This always amazes me. Whenever negative events are developing with publicly traded equity and someone reveals it’s always ‘basher’, ‘agenda’ or ‘scare tactics’. Nobody made this stuff up. It’s happening whether you wish, pray and hope it isn’t.
More befuddling is why folks think paying over NAV is a good thing in any way shape or form. Would you go to your bank and pay $11,000 for a $10,000 CD even if it had a 9% interest rate ? More than likely not ! And that would be for a investment vehicle that has a guaranteed capital return and a guaranteed rate of return. In the case of a CEF there is no guarantee of return rate OR capital return. Go figure ?
Just because the current yield is an annual 9% folks are willing to give up 9% or more of their capital in far less time. Anyone that bought at Thursday’s high already lost ~2% by Friday’s close. That’s 20% of the advertised (not guaranteed) yield in just two days ! If Allianz wasn’t filing SEC documents they would call this a Ponzi scheme. Just the latest derivative shuffle with a new name and face.

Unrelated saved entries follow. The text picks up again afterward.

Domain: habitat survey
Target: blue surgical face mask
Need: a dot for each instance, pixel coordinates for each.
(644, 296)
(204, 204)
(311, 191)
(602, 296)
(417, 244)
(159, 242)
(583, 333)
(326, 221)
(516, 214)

Nobody is trying to ‘scare’ anyone. This is simple straight forward math. As the name implies CEF’s are Closed and therefore don’t have the same open ability to expand cash flow and equity to drive higher PPS like a standard issue. Any rise in PPS on a CEF is purely artificial. Those that ignore it end up boo-hooing in the end. Never fails.
Quite frankly if anything is occurring here it’s that some are trying to convince others to be the bagholders.
Btw… your share counts are for two totally different classes. A relative comparison is pointless. If you want to make a dollar comparison it might have validity.